La definizione di "toxgnostica" prevede quattro punti chiave:

1. l'analisi deve essere condotta in una ampia coorte di pazienti arruolati in uno studio randomizzato e controllato.

2. Il fenotipo di interesse deve risultare clinicamente rilevante, deve essere definito in modo preciso secondo criteri standardizzati (es: CTCAE) e sistematicamente documentato.
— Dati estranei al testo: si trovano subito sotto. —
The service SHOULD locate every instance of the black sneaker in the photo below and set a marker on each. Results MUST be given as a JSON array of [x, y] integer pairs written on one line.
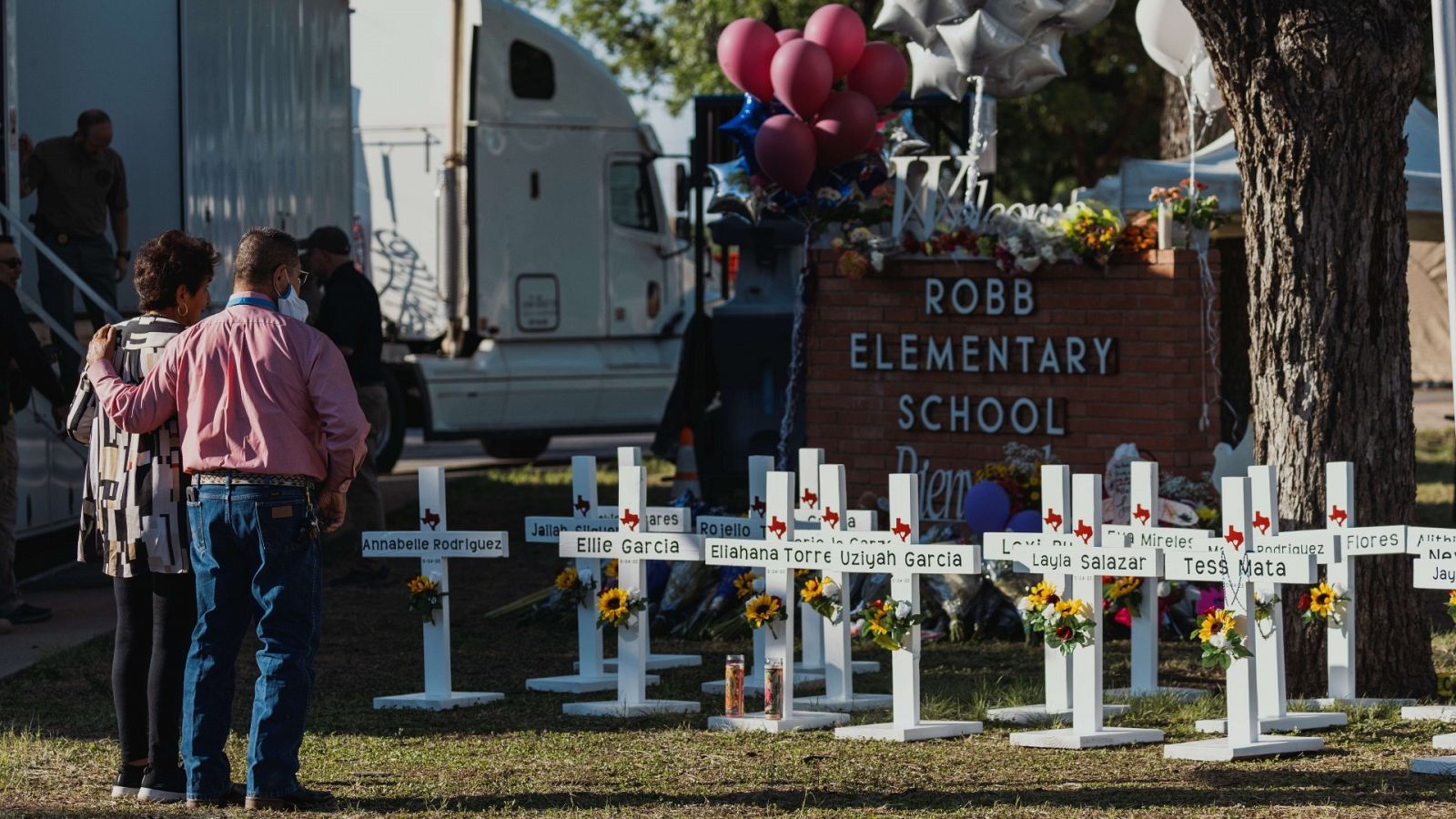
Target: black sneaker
[[26, 614], [302, 799], [164, 787], [128, 782]]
3. L'analisi deve essere unbiased per includere il massimo della variabilita' genetica negli individui, piuttosto che essere limitata alle pathways di farmacocinetica e farmacodinamica di un singolo agente.

4. le varianti individuali devono essere comparate a quelle di un risk-scoring.

 

L'approccio toxgnostico e' stato utilizzato in due recenti pubblicazioni.

La piu' recente (Rosmarin D, et al. J Clin Oncol 2014) ha individuato varianti alleliche a maggior rischio di tossicità da capecitabina o da 5-Fluorouracile in 927 pazienti inclusi nel QUASAR-2 e nella metanalisi di 16 studi che hanno arruolato circa 5000 pazienti.

La seconda (Baldwin RM, et al. Cin Cancer Res 2012) ha cercato varianti polimorfiche utili a predire neurotossicità indotta da paclitaxel in donne con neoplasia mammaria arruolate nello studio CALGB 40101.

Gli autori sostengono che maggiore sara' l'applicazione della toxgnostica (studi GWAS), piu' alta sara' la probabilita' di scoprire varianti clinicamente rilevanti e non pathway-associated per guidare gli sviluppi futuri di questa nuova scienza.

Il viewpoint propone una rilettura della valutazione del rapporto rischio/beneficio dei trattamenti oncologici. I futuri studi randomizzati devono prevedere raccolta di campioni ematici per permettere analisi genome-wide dei determinanti germline di tossicita'.